Caution should be taken when adding multiple therapies at the same time because they can all be drying. It is generally better to start with a lower strength formulation and increase it as needed. Cream formulations of retinoids are less potent but also less irritating than their gel counterparts. See Table 125-2 for examples of topical retinoids available in the United States.

Table 125-2 Topical Retinoids

Retinoids Comments Side Effects
Tretinoin (available in cream, gel, solution, microsphere gel) Tretinoin is affected by light and degrades to a greater extent when used together with benzoyl peroxide. Irritation, erythema, burning, pruritus
Adapalene (available in gel or cream) Well tolerated at its lowest concentration but can be less effective.
May be used concomitantly with benzoyl peroxide
Tazarotene (available in gel or cream) More irritating but effective at comedolysis.
Tazarotene is contraindicated during pregnancy.

Systemic Antibiotics and Other Systemic Therapies

Oral antibiotics should be used for the treatment of moderate to severe acne or widespread involvement of the trunk. Although maintaining retinoid therapy is important for the prevention of acne, as already mentioned, treatment with oral antibiotics should be discontinued after a taper with the resolution of inflammatory lesions (Table 125-3).

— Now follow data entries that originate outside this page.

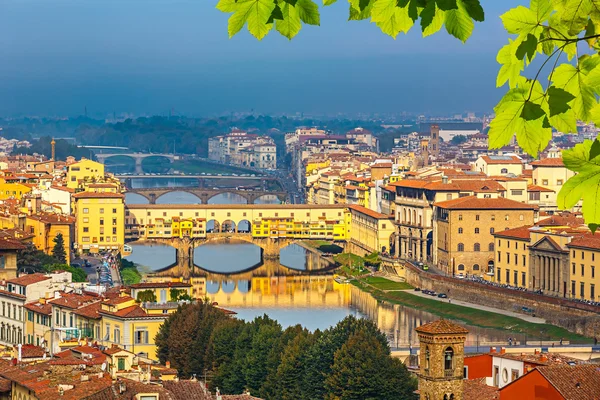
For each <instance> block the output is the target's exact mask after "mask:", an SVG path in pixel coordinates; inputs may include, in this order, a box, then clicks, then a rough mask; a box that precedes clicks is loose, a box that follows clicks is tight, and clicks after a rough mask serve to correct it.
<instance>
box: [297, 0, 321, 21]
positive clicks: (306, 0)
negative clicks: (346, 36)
mask: <svg viewBox="0 0 600 400" xmlns="http://www.w3.org/2000/svg"><path fill="white" fill-rule="evenodd" d="M296 10H297V11H298V16H299V17H300V19H301V20H302V22H304V23H305V24H308V25H321V15H320V14H319V6H318V5H317V4H316V3H314V2H313V1H312V0H297V2H296Z"/></svg>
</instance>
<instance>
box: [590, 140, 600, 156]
mask: <svg viewBox="0 0 600 400" xmlns="http://www.w3.org/2000/svg"><path fill="white" fill-rule="evenodd" d="M598 156H600V140H598V139H596V140H594V142H593V143H592V148H591V149H590V160H593V159H594V158H596V157H598Z"/></svg>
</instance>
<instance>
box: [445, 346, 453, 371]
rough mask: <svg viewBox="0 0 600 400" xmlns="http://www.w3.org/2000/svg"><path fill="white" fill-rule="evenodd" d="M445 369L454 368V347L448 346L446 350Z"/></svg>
mask: <svg viewBox="0 0 600 400" xmlns="http://www.w3.org/2000/svg"><path fill="white" fill-rule="evenodd" d="M444 369H445V370H446V371H448V370H453V369H454V350H453V349H452V347H446V350H444Z"/></svg>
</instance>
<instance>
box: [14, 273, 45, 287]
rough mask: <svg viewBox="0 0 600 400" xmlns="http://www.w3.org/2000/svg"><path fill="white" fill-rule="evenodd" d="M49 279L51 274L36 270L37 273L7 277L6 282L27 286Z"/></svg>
mask: <svg viewBox="0 0 600 400" xmlns="http://www.w3.org/2000/svg"><path fill="white" fill-rule="evenodd" d="M48 279H50V277H49V276H46V275H44V274H40V273H39V272H36V273H35V274H29V275H21V276H20V277H18V278H12V279H7V280H6V282H8V283H12V284H15V285H21V286H27V285H32V284H34V283H38V282H42V281H47V280H48Z"/></svg>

Table 125-3 Systemic Therapies for Acne

Medication Comments Some Notable Side Effects
Erythromycin Useful in younger patients who have contraindications to tetracycline use GI upset, drug interactions
Tetracycline Avoid in children younger than 8 years of age and pregnant women because of permanent discoloration of the teeth and abnormal skeletal development
Should not be taken with calcium-based foods or medications because they will decrease absorption
GI upset, photosensitivity, tooth discoloration
Doxycycline   Phototoxicity, GI upset
Minocycline Pseudotumor cerebri, vertigo, SLE-like reaction, systemic hypersensitivity and Stevens-Johnson syndrome, and autoimmune hepatitis
Oral contraceptives containing estrogen Ortho Tri-Cyclen, Estrostep, and Yaz are approved by the FDA for acne Increased risk of thromboembolism, weight changes, mood changes
Spironolactone   Menstrual irregularities
Isotretinoin Possible correlation with isotretinoin and depression has been made; the FDA has implemented iPLEDGE, a program that monitors all patients who are prescribed isotretinoin Teratogenicity, hypertriglyceridemia, leukopenia, and elevated liver function test results; more commonly, patients develop dry skin, eyes, and mucosa

FDA, Food and Drug Administration; GI, gastrointestinal SLE, systemic lupus erythematous.

Oral contraceptives containing estrogen, spironolactone, an androgen antagonist, and isotretinoin are therapies for patients who have severe acne and have not responded to first-line therapy. Of note, certain forms of contraception, such as Depo-Provera shots, have been shown to worsen acne. Isotretinoin, a vitamin A derivative, is best suited for nodulocystic acne. It is extremely successful and may provide more long-lasting benefits than other acne therapies.